In this case, however, the banks have far less to lose. In both the Clear Channel and BCE deals, some banks held more than $10 billion of lending commitments. In the Dow deal, in contrast, the $13 billion, one-year bridge loan was very cleverly structured, leaving no bank with more than $1.3 billion to fund. Most of the banks in the 18-bank syndicate for Dow, hold chunks of under $900 million each. No bank, then, has much incentive to rock the boat.

There could be several reasons other why the banks are standing by their commitments. The primary one is that Dow Chemical is a highly valued investment-grade corporate client that taps the financing markets often and works closely with Wall Street firms. And lastly, Dow Chemical’s acquisition of Rohm & Haas is one of the last large sources of investment banking and financing fees for beleaguered Wall Street banks who have seen deal flow dry up in the past few months.

Dow’s credit rating was cut last week cut to within two notches of rating that would allow trip a covenant and allow the lenders to renegotiate the terms of the loan. Still, none of the banks we talked with believed Dow would be cut to junk or that the covenant would be tripped.
The lenders’ blind faith in Dow and willingness to stand by their commitments stand in marked counterpoint to a yearful of deals in which bank lending commitments were weak links that threatened the survival of some deals. Several proposed mergers faced intense concerns about the soundness and availability of their funding, including the buyouts of Clear Channel Communications, Bell Canada, Huntsman Corp., Alliance Data Systems and BHP Billiton’s proposed acquisition of Rio Tinto.

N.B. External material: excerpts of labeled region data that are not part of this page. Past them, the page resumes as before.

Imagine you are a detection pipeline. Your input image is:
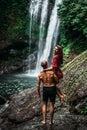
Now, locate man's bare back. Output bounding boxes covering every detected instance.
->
[37,71,58,87]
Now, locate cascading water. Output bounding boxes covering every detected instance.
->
[27,0,62,75]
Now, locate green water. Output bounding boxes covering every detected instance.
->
[0,74,36,96]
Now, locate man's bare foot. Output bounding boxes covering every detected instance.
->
[42,121,46,125]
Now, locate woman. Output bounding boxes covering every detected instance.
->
[44,45,65,101]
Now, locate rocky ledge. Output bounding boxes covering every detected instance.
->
[0,51,87,130]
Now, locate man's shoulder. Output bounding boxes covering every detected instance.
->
[46,70,54,75]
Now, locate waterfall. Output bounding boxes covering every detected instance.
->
[36,0,48,73]
[27,0,62,74]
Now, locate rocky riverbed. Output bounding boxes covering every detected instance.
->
[0,51,87,130]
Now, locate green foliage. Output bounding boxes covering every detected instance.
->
[81,100,87,115]
[50,0,55,4]
[58,0,87,50]
[0,0,29,39]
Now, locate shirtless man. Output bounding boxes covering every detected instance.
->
[37,61,58,124]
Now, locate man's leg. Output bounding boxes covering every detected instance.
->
[42,102,47,124]
[50,102,54,124]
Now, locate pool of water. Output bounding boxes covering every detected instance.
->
[0,74,36,96]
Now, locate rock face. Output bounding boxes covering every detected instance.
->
[0,51,87,130]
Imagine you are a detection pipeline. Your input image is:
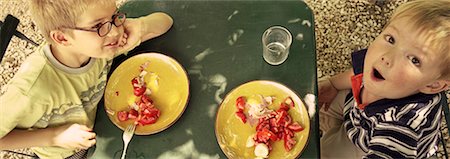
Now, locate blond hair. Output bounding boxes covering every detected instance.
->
[388,0,450,79]
[30,0,115,43]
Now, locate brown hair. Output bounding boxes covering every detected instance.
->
[30,0,115,43]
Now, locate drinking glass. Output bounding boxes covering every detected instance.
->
[262,26,292,65]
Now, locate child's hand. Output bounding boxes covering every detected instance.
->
[319,79,338,111]
[53,124,96,149]
[119,18,142,53]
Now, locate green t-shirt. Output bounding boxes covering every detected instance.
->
[0,44,112,158]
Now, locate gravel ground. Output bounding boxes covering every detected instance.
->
[0,0,450,159]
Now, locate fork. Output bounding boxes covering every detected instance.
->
[121,124,136,159]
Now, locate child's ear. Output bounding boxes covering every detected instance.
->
[50,30,69,46]
[419,80,450,94]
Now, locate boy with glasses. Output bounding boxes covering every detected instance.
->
[319,0,450,158]
[0,0,173,158]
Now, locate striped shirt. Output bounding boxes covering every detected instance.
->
[344,50,442,158]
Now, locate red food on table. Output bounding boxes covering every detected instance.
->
[236,96,304,155]
[117,63,161,126]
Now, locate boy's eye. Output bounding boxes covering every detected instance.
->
[408,56,420,66]
[92,23,102,29]
[384,35,395,44]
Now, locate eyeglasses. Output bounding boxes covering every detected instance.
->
[68,13,126,37]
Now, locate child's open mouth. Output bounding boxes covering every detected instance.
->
[373,69,385,80]
[106,41,119,46]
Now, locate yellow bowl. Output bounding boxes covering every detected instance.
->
[215,81,310,159]
[105,53,189,135]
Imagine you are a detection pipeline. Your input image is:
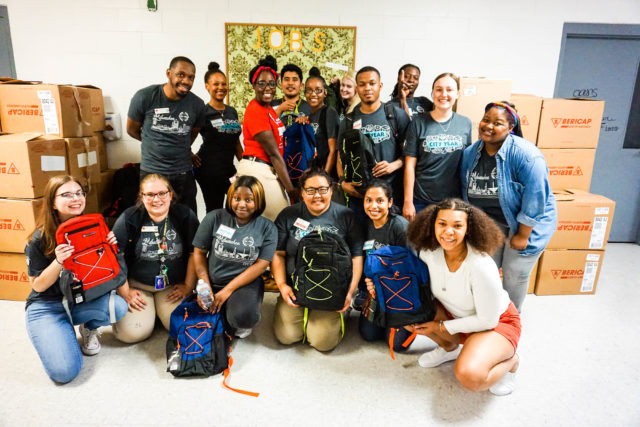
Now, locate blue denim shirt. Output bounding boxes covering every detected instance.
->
[460,135,557,255]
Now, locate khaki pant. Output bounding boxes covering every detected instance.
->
[238,159,289,221]
[113,279,180,344]
[273,296,343,351]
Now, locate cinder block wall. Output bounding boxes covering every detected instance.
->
[0,0,640,167]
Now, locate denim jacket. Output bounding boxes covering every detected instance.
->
[460,135,557,255]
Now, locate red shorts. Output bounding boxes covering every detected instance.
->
[443,301,522,352]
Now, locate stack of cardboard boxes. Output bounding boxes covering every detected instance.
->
[511,94,615,295]
[0,79,113,300]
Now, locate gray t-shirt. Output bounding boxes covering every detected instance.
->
[309,106,340,168]
[128,84,205,175]
[404,113,471,203]
[275,202,362,276]
[193,209,278,285]
[338,103,410,183]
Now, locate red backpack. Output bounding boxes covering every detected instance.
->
[56,214,126,304]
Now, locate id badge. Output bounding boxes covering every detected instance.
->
[155,274,167,291]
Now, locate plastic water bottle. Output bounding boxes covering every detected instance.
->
[196,279,213,310]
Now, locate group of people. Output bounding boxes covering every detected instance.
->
[26,56,556,395]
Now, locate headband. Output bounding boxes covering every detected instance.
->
[251,65,280,84]
[491,102,518,128]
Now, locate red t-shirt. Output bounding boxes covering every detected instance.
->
[242,99,285,163]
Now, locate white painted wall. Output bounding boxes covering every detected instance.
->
[0,0,640,167]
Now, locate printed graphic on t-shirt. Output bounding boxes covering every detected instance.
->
[468,167,498,198]
[422,133,464,154]
[151,108,191,135]
[361,123,391,144]
[213,235,258,265]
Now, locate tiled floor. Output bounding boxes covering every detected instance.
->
[0,244,640,426]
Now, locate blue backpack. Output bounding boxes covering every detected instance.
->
[364,246,436,328]
[283,122,316,185]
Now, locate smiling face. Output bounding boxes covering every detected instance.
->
[204,73,229,102]
[478,107,513,146]
[140,179,173,219]
[167,61,196,98]
[356,71,382,105]
[364,187,393,226]
[253,70,276,105]
[304,78,327,112]
[302,176,331,216]
[229,187,256,224]
[282,71,302,98]
[431,76,460,110]
[53,181,86,221]
[435,209,467,252]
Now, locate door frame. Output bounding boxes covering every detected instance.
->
[553,22,640,245]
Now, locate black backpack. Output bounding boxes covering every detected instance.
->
[291,230,352,311]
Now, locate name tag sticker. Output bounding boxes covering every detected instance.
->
[293,218,310,231]
[216,225,236,239]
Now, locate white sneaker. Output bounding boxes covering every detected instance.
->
[80,325,101,356]
[418,345,462,368]
[489,372,516,396]
[235,328,253,339]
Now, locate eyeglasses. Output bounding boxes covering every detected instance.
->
[140,191,171,202]
[256,80,278,89]
[303,187,329,196]
[56,190,87,200]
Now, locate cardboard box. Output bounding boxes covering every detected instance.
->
[547,189,616,250]
[77,85,105,132]
[540,148,596,191]
[65,137,100,188]
[0,133,69,199]
[0,81,93,137]
[98,169,116,210]
[535,249,604,295]
[0,198,43,253]
[0,253,31,301]
[537,98,604,148]
[511,93,542,144]
[453,77,511,142]
[93,132,109,171]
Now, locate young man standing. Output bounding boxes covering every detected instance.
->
[271,64,311,127]
[338,66,410,215]
[127,56,205,216]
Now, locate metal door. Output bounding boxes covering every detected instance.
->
[554,23,640,243]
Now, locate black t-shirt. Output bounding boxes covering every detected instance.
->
[467,149,508,230]
[193,209,278,284]
[113,206,198,285]
[404,113,471,203]
[275,202,362,276]
[363,213,409,255]
[128,84,204,175]
[24,230,63,309]
[198,104,242,176]
[309,106,340,168]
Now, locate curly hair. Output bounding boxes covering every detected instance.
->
[407,199,504,255]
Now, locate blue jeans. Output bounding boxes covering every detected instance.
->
[493,233,542,312]
[25,294,128,384]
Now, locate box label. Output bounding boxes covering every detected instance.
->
[38,90,60,133]
[589,216,609,249]
[40,156,67,172]
[580,262,598,292]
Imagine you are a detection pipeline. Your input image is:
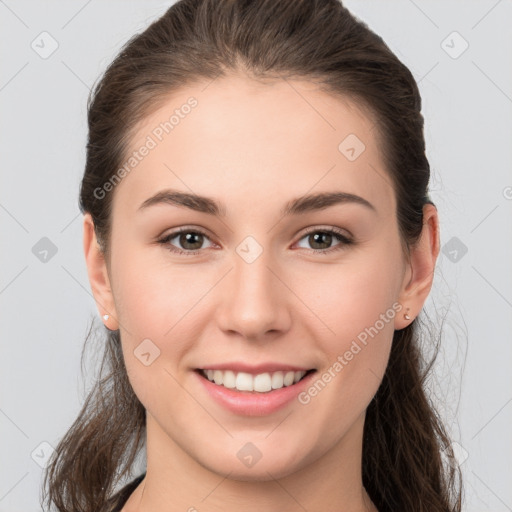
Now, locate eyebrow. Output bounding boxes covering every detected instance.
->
[139,189,377,217]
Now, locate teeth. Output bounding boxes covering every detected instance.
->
[201,370,306,393]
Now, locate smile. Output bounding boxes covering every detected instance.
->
[199,369,314,393]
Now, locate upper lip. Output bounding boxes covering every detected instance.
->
[198,362,314,375]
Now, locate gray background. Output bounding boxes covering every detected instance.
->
[0,0,512,512]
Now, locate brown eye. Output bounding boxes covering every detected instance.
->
[158,228,209,255]
[301,229,353,254]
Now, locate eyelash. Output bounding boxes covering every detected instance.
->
[157,228,355,256]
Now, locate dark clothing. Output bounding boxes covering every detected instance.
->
[106,473,146,512]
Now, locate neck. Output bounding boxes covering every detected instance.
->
[123,413,377,512]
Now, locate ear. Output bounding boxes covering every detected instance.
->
[395,204,439,330]
[83,213,119,331]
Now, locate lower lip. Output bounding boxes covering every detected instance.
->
[194,370,316,416]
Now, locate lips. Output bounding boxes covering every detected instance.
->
[197,362,315,375]
[193,365,316,416]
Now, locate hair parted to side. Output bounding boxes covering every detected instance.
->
[44,0,462,512]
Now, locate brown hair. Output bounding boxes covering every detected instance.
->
[44,0,462,512]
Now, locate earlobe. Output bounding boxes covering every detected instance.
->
[395,203,439,330]
[83,213,119,330]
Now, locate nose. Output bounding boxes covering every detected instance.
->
[217,246,293,342]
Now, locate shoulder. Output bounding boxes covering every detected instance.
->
[103,473,146,512]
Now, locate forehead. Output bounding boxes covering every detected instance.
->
[113,76,395,219]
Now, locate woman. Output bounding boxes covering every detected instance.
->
[45,0,461,512]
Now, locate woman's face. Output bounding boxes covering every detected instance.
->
[87,76,424,480]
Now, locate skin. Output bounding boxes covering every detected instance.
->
[84,75,439,512]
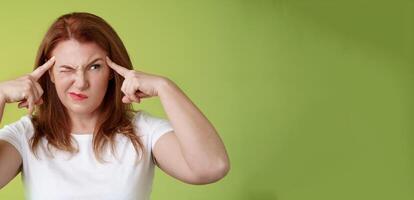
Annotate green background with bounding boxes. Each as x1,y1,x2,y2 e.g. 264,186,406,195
0,0,414,200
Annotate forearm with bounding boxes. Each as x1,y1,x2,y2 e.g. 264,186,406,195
158,79,230,173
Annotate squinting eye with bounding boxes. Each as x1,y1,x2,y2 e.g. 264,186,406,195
91,64,101,69
60,67,73,72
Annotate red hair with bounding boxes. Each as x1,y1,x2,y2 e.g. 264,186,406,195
30,12,145,161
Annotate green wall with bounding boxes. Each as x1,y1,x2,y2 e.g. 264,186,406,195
0,0,414,200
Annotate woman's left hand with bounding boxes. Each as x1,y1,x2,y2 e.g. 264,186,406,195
106,57,166,103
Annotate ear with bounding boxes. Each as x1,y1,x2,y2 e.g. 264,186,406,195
108,70,114,81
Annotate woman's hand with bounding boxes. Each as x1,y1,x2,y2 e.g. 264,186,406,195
0,56,55,115
106,57,167,103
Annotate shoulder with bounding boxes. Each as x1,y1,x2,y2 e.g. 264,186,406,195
133,110,170,135
0,115,33,136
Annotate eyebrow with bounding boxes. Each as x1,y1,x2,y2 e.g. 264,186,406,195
59,58,103,68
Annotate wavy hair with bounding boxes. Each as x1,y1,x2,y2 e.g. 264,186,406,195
30,12,145,162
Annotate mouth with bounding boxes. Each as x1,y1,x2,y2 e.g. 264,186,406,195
69,92,88,101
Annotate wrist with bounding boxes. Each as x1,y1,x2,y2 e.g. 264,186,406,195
157,78,175,97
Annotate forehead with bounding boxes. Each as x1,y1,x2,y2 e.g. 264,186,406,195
51,39,106,66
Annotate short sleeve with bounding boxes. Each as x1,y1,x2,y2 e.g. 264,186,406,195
0,116,30,155
141,111,174,149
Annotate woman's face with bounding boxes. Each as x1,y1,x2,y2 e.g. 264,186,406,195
49,40,110,114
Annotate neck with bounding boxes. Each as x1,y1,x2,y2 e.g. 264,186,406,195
69,109,99,134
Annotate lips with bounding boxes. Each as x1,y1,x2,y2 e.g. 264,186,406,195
69,92,88,100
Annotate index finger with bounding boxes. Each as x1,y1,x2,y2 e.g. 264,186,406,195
106,56,129,77
30,56,55,81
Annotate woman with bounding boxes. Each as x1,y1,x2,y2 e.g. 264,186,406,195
0,13,230,200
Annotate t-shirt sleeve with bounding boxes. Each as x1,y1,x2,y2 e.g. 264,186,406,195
142,112,174,149
0,116,30,155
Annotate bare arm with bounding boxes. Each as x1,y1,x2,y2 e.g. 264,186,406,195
153,80,230,184
0,97,22,189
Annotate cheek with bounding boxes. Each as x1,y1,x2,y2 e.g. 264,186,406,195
55,76,72,93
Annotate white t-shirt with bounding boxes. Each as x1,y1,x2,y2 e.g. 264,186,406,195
0,111,173,200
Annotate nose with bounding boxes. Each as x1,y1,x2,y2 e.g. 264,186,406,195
74,71,89,90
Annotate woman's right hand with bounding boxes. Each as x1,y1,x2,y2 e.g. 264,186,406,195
0,56,55,115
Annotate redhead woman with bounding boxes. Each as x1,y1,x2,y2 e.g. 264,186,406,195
0,13,230,200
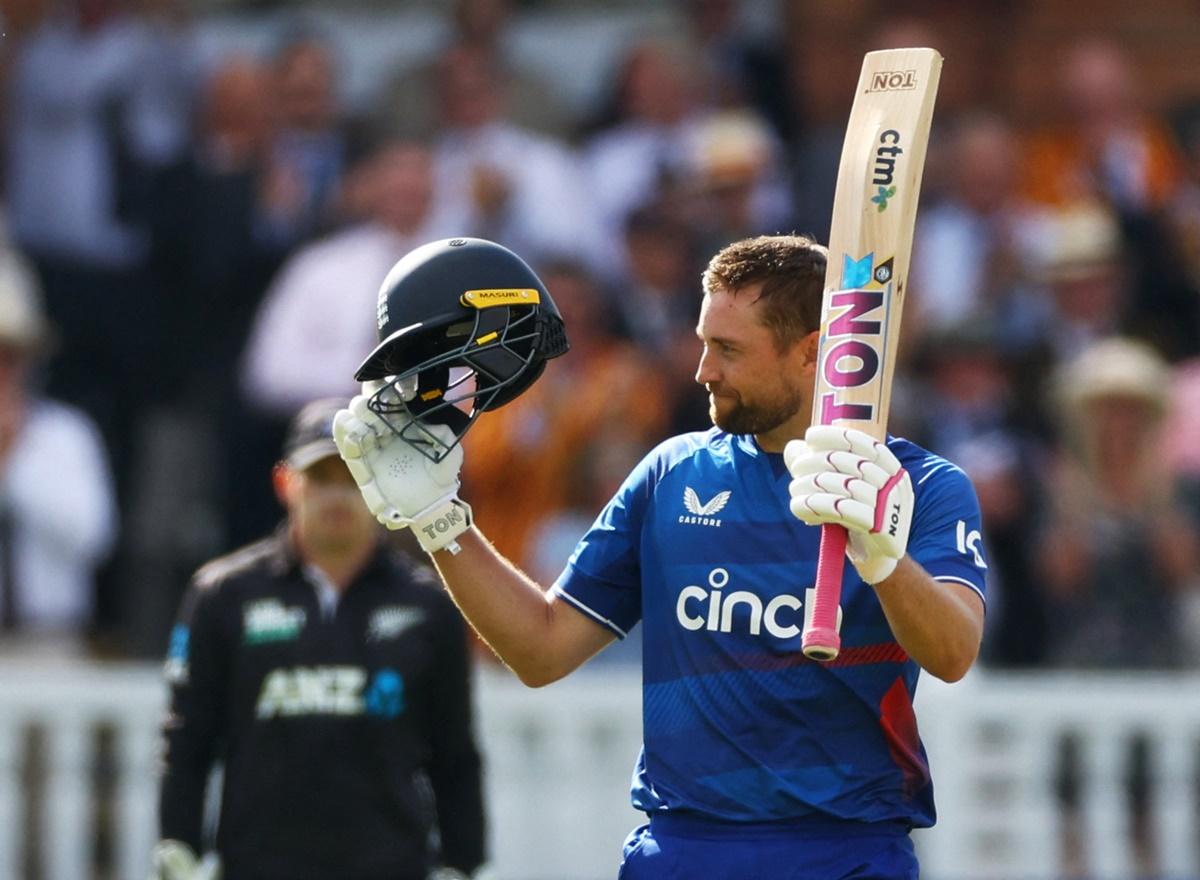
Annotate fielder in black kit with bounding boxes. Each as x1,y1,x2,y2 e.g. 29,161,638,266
155,401,484,880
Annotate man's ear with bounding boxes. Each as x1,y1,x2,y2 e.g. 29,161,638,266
799,330,821,376
271,461,295,508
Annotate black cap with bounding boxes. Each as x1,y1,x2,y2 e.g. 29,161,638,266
283,397,347,471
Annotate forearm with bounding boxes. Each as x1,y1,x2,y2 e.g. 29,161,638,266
875,556,983,682
433,528,612,687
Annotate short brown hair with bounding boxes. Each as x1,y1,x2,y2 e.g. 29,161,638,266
703,235,828,351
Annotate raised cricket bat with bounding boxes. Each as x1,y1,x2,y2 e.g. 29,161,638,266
803,49,942,662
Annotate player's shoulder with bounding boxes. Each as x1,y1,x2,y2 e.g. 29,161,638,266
634,427,731,481
647,427,730,466
887,435,971,486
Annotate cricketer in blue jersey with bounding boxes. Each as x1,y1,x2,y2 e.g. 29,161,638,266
335,237,986,880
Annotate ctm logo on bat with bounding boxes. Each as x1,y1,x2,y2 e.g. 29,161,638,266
820,278,884,425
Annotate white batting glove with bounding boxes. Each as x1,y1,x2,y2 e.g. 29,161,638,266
150,840,221,880
784,425,914,583
334,389,472,553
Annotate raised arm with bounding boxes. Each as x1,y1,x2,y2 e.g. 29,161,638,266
334,396,616,687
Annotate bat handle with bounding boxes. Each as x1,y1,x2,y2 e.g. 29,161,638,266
802,525,846,663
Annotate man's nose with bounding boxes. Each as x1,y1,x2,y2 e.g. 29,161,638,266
696,348,720,385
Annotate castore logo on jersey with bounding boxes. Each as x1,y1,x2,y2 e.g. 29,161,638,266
679,486,733,528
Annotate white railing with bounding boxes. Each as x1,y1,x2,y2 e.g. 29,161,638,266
917,674,1200,880
0,662,1200,880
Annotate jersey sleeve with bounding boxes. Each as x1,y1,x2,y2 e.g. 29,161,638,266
158,573,228,852
908,461,988,604
552,441,658,639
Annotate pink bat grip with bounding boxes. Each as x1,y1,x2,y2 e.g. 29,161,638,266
802,525,846,663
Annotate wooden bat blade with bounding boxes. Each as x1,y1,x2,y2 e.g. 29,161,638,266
803,49,942,662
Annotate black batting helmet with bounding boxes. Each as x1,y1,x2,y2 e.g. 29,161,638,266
354,238,569,460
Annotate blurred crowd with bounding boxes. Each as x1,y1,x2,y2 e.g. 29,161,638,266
0,0,1200,669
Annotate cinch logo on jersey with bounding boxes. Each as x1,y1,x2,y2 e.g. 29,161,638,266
241,599,306,645
254,666,404,719
367,605,425,641
676,568,804,639
679,486,733,528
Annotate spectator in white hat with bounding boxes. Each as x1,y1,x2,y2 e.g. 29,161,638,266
0,250,116,649
1039,337,1200,669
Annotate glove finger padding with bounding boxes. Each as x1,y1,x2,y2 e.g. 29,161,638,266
334,403,472,552
784,425,914,583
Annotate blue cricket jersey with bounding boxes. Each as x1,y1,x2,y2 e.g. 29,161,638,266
554,429,986,827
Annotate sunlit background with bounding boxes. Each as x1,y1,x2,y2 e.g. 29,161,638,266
0,0,1200,880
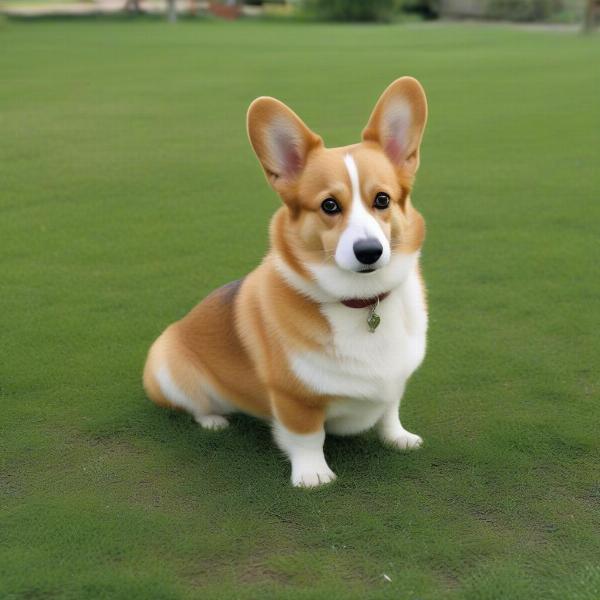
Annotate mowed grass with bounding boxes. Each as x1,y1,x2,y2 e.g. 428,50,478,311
0,16,600,600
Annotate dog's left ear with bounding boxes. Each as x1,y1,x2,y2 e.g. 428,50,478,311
362,77,427,175
248,96,323,203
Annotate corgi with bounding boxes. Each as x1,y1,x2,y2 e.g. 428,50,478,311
143,77,427,487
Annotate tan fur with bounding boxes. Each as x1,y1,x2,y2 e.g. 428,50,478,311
144,78,426,433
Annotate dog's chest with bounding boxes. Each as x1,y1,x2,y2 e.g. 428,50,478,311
290,274,427,401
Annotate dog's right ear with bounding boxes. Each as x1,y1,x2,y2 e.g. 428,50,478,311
248,96,323,202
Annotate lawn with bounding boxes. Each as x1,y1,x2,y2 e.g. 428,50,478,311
0,20,600,600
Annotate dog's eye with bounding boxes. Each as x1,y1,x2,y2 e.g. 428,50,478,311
321,198,341,215
373,192,390,210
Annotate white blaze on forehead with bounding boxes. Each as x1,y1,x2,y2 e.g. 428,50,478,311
335,154,390,271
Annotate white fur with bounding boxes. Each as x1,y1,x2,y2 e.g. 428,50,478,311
273,421,335,487
335,154,391,271
289,263,427,440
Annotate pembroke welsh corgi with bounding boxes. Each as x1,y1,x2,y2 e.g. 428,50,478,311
144,77,427,487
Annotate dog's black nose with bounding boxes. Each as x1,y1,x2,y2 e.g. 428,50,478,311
352,238,383,265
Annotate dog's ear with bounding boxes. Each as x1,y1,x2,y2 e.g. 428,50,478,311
362,77,427,175
248,96,323,202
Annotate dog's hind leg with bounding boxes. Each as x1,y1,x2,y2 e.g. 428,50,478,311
144,328,233,429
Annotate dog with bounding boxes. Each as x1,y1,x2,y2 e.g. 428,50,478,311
143,77,427,487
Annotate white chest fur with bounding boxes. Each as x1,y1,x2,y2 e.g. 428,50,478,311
290,270,427,429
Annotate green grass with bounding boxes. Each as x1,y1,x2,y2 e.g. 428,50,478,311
0,16,600,600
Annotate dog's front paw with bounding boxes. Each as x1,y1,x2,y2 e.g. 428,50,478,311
292,465,335,487
194,415,229,431
385,430,423,450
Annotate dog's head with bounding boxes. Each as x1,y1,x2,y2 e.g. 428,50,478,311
248,77,427,298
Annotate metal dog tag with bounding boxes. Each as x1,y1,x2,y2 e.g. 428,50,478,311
367,301,381,333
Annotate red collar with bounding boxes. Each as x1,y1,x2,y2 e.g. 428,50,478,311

Dow was planning to use $7.5 billion of the money it would have gotten from Kuwait to finance Dow’s own proposed acquisition of Rohm & Haas. There are precious few options for Liveris to find an equal amount of money elsewhere, since he is already cutting nearly one-third of Dow’s production capacity and has sworn not to eliminate the company’s stock dividend. As Deal Journal wrote last week, Liveris is facing a bit of a funding crunch and could use the $2.5 billion breakup fee from Kuwait to help finance the acquisition of Rohm.
Today, Liveris told our colleague Ana Campoy about the Kuwait deal, “We have not shut the door to doing the deal. If the deal was to be done tomorrow on the terms that were agreed, we would go ahead and do it….We will seek remedy for the damage done to Dow and we will seek it until we get remedy. That could be multiple billions of dollars and that could be any time frame this year or beyond.”

Update: Perhaps the lenders have not rebelled yet because assured everyone that he will find the $7.5 billion elsewhere. In an interview with Bloomberg today, Liveris said that he expected six “firm” offers from companies eager to take Kuwait’s place in the joint venture. Liveris also said that Warren Buffett and the Kuwaiti government remain committed to the $3 billion financing they have already promised. He also said he plans asset sales to get the $7.5 billion:
The $7.5 billion number, we would seek to get that number again. We would fill that hole not just with this property but with other properties we would divest. Some of those properties are in the [sales] process right now, it’s just a matter of restructuring it. It’s about putting a capital structure in place that replaces the Kuwait money. That $7.5 billion number is a realistic number given our size.
Liveris added:

“Warren [Buffett] is a big supporter of maintaining his interest in what Dow is doing despite the fact that his convertible preferred [holding in Dow] is underwater.”